Canadian cities are home to a growing number of bike paths, the use of which is governed by a set of rules, including a 20 km an hour speed limit, signaling audibly when passing, keeping to the right of the lane, yielding the right-of-way and no electric bikes or scooters on the paths.
he law states that cyclists must have a bell and a light if driving after dusk. Biking on the sidewalk is also prohibited. Bikers who break any of the aforementioned rules are subject to fines.
A public bicycle sharing system, Bixi, exists in Ottawa, Montréal, Toronto and Calgary. Vancouver has its own bike share system, called Mobi. These bike-sharing programs are meant for short trips within the city, not for an all-day bike trip. Bikes can be picked up and returned at any Bixi station (or Mobi in Vancouver). Each station has a pay machine, bikes and bike docks where the bikes are housed. Users pay a set fee to access the system, which includes 30 minutes with the bike. Additional charges are incurred for every additional 30 minutes you use the bike. A credit card can be used for the deposit and payment. Bike rentals are also available at a number ofbike shops across Canada. Public transportation systems in most major Canadian cities allow you to board public transit with your bicycle or to place your bike on a rack at the front of the bus.
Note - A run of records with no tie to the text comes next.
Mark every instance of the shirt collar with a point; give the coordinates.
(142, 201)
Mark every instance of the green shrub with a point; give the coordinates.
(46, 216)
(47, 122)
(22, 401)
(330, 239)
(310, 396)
The National Capital Region has more than 600 km of bike paths, many of them along scenic rivers, wooded areas and canals. Cycling on streets is also permitted. Many routes feature special bike lanes to make commuting safer. In areas without designated bike paths, biking in traffic can be a challenge. But many bikers do it. A map of the City of Ottawa bike paths can be found at www.ottawa.ca, the National Capital Commission under the “Capital Pathways” www.canadascapital.gc.ca or Google Maps. Printed maps are available in information booths along bike trails, tourist/information centres and City Hall and other locations. Bike rental information can be found at: www.rentabike.ca.
Montréal offers cyclists more then 650 km of bicycle lanes, paths and trails, as well as more than 5,000 Bixi bikes. The bikeways are classified according to the level of road sharing with cars: shared lane, adjacent lane on the same road (bike lanes) and bike path. Maps of bike paths can be found at www.ville.montreal.qc.ca under the Quick Links, and at tourist/information centres. Cycling publications and organizations have consistently rated Montréal as one of the top bicycle-friendly cities in the world over the past decade.
Toronto has a large bikeway network with a 563 km mix of bicycle lanes, off-road trails and signed routes. Toronto is easy to access by bike either by cycling in and out using the Waterfront Trail or thanks to the many rail and bus providers that offer bike transportation services. Some of the best trails are the Toronto Islands, Martin-Goodman Trail, Leslie Street Spit, Don Valley and Beltline trails.
Calgary has nearly 800 km of connected pathways along parks and natural areas. In addition, there is a 138 km pathway that loops around Calgary and another 290 km of on-street bikeways. Calgary has the most extensive urban bikeway network in North America. A map of biking paths could be found by entering “Bike Maps” in the search box at www.calgary.ca
Vancouver is served by a network of over 300 km of on- and off-road bicycle routes. Most of the routes are local street bikeways, also known as bike boulevards. In the downtown core, about half the population gets around by walking and cycling. The Central Valley Greenway, a 25-kilometre green bicycle corridor, forms a regional connection linking downtown Vancouver to Burnaby and New Westminster.